Quiqueg y su conciente aventura arponera en busca de un futuro provechoso para los suyos contrasta asimismo con la rudeza elemental de Tashtego, o de Ahasvero Daggoo. Tashtego es un indio puro procedente de una aldea cercana de Nantucket. Antes seguía el rastro de los animales salvajes de los bosques; ahora, desde su función de escudero del segundo oficial, Stubb, persigue las estelas de las ballenas en el mar. Daggoo, otro arponero, es «un gigantesco salvaje negro como el carbón», semejante por su aspecto a Ahasvero, rey de los persas (mencionado en El libro de Ester), que gobernó de India a Etiopía. Su recia musculatura deambula intimidante por cubierta y conserva todas sus «virtudes bárbaras». La rareza de Quiqueg convive también con la de Fedallah, el escudero del capitán Ahab, siempre con su pelo envuelto por un turbante, señal de su origen oriental. Fedallah será hasta el final un misterio. Su presencia parece ejercer una influencia extraña sobre Ahad, y hasta quizá «una autoridad sobre él».

Y entre la nobleza de Quiqueg, la rudeza de Tashtego y Daggoo, y el misterio de Fedallah, late la singularidad del marino más desválido e inofensivo, el negrito Pip, siempre ávido de sacudir su pandereta con un gesto risueño. Pero, este personaje, como luego veremos, adquiere una inesperada dimensión trascendente.

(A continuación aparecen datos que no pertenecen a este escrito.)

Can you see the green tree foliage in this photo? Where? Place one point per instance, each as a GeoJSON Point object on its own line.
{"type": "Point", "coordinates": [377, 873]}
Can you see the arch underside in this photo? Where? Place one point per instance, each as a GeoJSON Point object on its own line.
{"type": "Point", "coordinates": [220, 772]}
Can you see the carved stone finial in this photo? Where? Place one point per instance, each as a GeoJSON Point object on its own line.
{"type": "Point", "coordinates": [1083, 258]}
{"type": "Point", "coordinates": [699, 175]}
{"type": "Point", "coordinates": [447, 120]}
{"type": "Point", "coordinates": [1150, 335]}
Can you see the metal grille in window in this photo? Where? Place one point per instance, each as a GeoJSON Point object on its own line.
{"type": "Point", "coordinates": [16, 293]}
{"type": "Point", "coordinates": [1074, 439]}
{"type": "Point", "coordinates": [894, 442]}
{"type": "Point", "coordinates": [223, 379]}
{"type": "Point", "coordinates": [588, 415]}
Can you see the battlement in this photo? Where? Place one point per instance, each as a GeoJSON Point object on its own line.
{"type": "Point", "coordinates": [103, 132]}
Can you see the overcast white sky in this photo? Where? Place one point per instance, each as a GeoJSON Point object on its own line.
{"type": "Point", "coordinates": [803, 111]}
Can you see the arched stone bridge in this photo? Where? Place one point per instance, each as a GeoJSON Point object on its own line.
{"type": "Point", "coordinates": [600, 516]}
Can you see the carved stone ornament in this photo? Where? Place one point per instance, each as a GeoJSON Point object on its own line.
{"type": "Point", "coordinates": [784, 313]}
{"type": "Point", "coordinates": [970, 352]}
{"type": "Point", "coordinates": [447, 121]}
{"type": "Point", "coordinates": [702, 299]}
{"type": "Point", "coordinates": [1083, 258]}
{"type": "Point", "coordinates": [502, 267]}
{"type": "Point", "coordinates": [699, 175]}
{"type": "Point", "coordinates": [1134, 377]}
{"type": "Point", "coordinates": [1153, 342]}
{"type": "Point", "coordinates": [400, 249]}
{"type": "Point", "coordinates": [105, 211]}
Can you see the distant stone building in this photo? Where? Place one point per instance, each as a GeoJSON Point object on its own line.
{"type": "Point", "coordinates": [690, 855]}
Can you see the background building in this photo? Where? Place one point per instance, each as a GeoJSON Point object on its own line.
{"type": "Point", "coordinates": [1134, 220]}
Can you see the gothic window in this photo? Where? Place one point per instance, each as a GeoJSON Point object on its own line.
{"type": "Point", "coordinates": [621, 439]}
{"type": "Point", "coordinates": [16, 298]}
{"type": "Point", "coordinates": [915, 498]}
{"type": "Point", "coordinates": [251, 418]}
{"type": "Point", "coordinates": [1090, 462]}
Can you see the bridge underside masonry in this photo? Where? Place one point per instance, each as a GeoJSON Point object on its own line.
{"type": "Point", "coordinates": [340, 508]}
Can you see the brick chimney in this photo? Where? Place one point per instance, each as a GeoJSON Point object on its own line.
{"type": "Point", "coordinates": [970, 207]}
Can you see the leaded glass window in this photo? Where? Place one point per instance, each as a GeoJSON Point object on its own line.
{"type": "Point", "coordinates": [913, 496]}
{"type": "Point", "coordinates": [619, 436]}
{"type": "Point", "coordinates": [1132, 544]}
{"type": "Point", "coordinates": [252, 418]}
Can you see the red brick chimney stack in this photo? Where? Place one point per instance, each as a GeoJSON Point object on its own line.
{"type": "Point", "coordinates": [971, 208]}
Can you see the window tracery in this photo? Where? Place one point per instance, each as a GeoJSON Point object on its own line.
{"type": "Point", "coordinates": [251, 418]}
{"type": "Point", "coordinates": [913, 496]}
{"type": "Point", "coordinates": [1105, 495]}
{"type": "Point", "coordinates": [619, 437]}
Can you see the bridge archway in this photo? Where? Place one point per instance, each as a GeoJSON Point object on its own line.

Dibujo que reproduce vista el siglo XIX de Nantucket el principal puerto ballenero del mundo. De aquí partió el Pequod, el barco ballenero del capitán Ahad hacia la caza de Moby Dick. 
El puerto de Nantucket hoy (Foto tripadvisor.co.nz )

IV.

La furiosa cacería de la ballena blanca por Ahab difiere también, por ejemplo, del pescador de El viejo y el mar de Ernest Hemingway. Aquí el viejo pescador cultiva una relación de hermandad y respeto con su presa, y no de odio incontenible.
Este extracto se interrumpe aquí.